Make the cake: In a second bowl, but no need to clean your whisk/beaters if you’re using them again, beat the butter with the remaining 3/4 cup sugar, remaining 1/4 teaspoon salt, and lemon zest until light and fluffy. Add egg yolks and beat to combine. Sprinkle surface of batter with baking powder and beat thoroughly into mixture. Add the milk and beat to combine; the batter will immediately look curdly and split and like you’ve made a mistake. You haven’t. Add the flour and beat until smooth; the mixture should come back together evenly.

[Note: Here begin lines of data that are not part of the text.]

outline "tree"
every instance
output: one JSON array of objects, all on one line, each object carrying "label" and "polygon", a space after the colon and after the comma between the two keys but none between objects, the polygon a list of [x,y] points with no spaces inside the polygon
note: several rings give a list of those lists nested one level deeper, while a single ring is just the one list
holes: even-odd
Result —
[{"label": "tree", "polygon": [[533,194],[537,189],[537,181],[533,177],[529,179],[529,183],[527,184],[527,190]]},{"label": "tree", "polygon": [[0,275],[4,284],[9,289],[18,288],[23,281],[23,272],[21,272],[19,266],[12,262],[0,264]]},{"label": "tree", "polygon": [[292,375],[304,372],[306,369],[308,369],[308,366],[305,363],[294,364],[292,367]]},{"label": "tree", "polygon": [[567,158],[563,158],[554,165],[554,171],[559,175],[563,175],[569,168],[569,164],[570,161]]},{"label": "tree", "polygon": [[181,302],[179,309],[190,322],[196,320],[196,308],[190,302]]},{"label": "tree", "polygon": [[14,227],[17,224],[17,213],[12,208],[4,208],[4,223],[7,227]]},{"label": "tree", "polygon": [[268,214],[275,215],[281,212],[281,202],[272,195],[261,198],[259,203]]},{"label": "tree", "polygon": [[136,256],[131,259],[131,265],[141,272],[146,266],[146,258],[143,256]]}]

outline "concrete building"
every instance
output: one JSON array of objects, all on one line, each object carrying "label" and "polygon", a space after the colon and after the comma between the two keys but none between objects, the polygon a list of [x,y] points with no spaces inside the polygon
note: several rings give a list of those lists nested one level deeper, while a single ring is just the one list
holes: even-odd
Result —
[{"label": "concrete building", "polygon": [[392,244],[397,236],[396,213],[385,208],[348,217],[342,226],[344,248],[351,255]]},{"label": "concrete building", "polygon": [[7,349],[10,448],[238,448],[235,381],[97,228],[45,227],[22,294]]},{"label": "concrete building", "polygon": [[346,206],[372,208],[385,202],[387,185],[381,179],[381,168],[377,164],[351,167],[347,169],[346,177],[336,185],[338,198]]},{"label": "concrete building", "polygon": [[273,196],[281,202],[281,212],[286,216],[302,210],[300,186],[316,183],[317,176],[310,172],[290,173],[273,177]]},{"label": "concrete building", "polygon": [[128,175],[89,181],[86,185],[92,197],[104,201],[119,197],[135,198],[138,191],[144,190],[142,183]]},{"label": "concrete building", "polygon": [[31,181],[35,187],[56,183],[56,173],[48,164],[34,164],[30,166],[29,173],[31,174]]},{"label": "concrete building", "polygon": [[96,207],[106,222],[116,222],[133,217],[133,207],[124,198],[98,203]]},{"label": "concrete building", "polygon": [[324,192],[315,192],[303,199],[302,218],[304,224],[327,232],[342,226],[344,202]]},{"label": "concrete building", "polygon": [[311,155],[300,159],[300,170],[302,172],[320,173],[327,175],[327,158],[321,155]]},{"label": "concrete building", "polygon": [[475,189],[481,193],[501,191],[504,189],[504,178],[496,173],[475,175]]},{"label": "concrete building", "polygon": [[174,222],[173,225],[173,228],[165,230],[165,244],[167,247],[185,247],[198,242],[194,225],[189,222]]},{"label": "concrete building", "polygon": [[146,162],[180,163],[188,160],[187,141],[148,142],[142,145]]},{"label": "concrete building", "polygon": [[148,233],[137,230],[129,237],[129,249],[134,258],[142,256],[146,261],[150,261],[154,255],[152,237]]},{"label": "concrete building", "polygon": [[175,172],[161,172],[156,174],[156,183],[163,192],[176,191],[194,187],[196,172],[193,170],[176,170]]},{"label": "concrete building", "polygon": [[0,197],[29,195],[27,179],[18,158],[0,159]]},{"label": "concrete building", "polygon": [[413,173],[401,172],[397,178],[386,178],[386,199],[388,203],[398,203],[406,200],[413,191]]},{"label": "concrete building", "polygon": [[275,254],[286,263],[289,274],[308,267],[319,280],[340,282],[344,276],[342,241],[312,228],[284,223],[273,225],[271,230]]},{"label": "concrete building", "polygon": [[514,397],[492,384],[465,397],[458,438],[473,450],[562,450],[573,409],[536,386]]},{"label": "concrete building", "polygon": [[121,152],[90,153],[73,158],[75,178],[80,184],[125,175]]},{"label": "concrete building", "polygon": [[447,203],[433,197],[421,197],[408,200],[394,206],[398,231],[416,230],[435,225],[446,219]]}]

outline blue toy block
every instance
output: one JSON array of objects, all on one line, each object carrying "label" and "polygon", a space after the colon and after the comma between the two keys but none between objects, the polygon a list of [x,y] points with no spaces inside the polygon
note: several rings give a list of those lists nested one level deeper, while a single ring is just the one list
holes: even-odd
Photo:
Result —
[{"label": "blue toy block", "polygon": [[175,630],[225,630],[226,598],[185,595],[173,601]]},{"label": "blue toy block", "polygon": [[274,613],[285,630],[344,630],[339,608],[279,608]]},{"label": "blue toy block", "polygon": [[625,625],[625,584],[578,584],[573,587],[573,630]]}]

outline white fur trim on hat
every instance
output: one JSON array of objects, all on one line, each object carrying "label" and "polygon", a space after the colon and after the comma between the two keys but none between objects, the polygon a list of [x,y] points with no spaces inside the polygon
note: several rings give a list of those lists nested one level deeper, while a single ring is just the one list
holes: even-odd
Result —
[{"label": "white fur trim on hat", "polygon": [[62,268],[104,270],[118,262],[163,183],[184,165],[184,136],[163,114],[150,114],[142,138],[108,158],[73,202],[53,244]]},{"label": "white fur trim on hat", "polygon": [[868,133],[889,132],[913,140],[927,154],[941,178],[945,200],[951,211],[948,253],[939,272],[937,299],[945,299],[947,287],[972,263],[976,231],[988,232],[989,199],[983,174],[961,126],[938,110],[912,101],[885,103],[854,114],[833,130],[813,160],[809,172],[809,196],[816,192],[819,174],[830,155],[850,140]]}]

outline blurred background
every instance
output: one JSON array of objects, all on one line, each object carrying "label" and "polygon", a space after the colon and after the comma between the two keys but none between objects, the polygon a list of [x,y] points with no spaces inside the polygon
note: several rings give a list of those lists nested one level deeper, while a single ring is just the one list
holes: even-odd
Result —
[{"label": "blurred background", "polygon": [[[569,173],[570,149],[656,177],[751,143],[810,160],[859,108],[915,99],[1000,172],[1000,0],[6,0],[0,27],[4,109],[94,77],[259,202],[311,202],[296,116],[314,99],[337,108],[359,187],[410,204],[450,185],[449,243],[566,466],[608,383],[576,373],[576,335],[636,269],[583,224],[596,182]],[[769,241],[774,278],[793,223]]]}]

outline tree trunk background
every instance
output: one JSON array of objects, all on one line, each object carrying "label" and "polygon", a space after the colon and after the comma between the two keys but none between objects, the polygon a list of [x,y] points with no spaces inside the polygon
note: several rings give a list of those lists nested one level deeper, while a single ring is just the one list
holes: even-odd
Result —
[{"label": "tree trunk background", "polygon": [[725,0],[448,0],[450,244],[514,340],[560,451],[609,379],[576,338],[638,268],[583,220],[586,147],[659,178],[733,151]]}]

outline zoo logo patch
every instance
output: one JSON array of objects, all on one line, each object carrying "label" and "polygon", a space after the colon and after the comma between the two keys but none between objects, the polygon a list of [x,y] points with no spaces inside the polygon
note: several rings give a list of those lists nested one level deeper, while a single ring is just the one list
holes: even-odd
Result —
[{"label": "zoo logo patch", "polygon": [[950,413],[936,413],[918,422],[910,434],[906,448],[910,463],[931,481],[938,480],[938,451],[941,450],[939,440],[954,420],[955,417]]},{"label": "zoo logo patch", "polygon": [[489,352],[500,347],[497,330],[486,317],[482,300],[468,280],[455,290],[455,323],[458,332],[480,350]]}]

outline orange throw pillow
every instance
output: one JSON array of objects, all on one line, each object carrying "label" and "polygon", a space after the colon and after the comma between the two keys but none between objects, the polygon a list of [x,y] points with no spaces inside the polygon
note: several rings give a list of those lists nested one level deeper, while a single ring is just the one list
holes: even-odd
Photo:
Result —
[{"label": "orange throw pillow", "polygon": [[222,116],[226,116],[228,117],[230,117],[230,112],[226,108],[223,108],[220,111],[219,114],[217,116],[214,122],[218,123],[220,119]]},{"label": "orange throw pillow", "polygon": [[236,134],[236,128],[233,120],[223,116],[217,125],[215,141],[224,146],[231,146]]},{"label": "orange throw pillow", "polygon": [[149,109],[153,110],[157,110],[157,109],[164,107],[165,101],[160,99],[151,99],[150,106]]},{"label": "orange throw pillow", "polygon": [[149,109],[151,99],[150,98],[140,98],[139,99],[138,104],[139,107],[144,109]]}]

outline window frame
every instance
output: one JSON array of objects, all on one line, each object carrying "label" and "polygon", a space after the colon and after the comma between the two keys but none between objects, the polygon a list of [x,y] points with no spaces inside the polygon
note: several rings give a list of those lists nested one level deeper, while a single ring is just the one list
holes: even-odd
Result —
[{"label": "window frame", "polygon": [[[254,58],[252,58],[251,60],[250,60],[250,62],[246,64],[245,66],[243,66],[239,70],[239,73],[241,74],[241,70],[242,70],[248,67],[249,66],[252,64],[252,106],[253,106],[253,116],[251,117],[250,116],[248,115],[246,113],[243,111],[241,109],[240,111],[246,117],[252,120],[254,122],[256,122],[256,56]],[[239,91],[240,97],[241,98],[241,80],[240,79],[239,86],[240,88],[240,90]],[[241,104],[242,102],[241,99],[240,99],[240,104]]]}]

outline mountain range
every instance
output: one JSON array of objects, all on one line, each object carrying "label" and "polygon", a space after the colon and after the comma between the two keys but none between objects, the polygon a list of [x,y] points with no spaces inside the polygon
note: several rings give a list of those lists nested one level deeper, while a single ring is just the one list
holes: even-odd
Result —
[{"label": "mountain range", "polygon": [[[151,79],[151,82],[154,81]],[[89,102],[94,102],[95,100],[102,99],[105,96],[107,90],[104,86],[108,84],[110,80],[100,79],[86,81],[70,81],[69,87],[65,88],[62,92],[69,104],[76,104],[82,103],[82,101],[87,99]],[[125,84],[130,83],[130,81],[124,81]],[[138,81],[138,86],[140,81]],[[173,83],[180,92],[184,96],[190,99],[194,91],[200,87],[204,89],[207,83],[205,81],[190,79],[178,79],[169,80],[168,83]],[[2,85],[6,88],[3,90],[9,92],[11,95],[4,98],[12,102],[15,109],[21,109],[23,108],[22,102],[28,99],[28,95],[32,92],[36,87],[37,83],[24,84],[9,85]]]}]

Bake the cake: Spoon the cake batter into the bottom of your prepared cake pan and spread it into a thin, even layer. Dollop the egg white mixture all over the batter and gently spread this across the cake. (For both, a small offset spatula makes this easier.) Bake the cake for 20 minutes, then check for doneness — a toothpick inserted into the cake should come out batter-free. This can be harder to assess under a meringue, so try a few places. The cake might need 5 to 10 minutes longer to set. [Yes, I found this long of a baking time range in testing.]

Once baked, cool cake in pan for 10 minutes, then used the parchment surrounding the cake to carefully yank the cake and parchment directly onto your cooling rack to completely cool.

Finish cake components: In a medium bowl, combine strawberries, 1 tablespoon of the sugar, and lemon juice and set aside. [It takes about 15 minutes for them to get juicy.] Combine the heavy cream, crème fraîche, remaining 1 tablespoon sugar, and vanilla extract or paste in a large, clean bowl, and beat mixture until soft peaks form.

Assemble the cake: Carefully cut the cooled cake in half the long way, creating two long rectangles. Loosen the parchment underneath, and carefully transfer the first half onto a plate. Swirl the top of it with half the whipped cream, then scratter with half the berries. [Will it be messy? Yes it will.] Place the second half of the cake on top of the berries and finish with remaining cream and berries. You can drizzle any extra juices from the bowl over the cake. Garnish with mint leaves and/or powdered sugar, if you wish.

To serve: Store the cake in the fridge until needed. Cut cake into messy, chaotic slices to serve. Leftovers keep in the fridge for 4 days.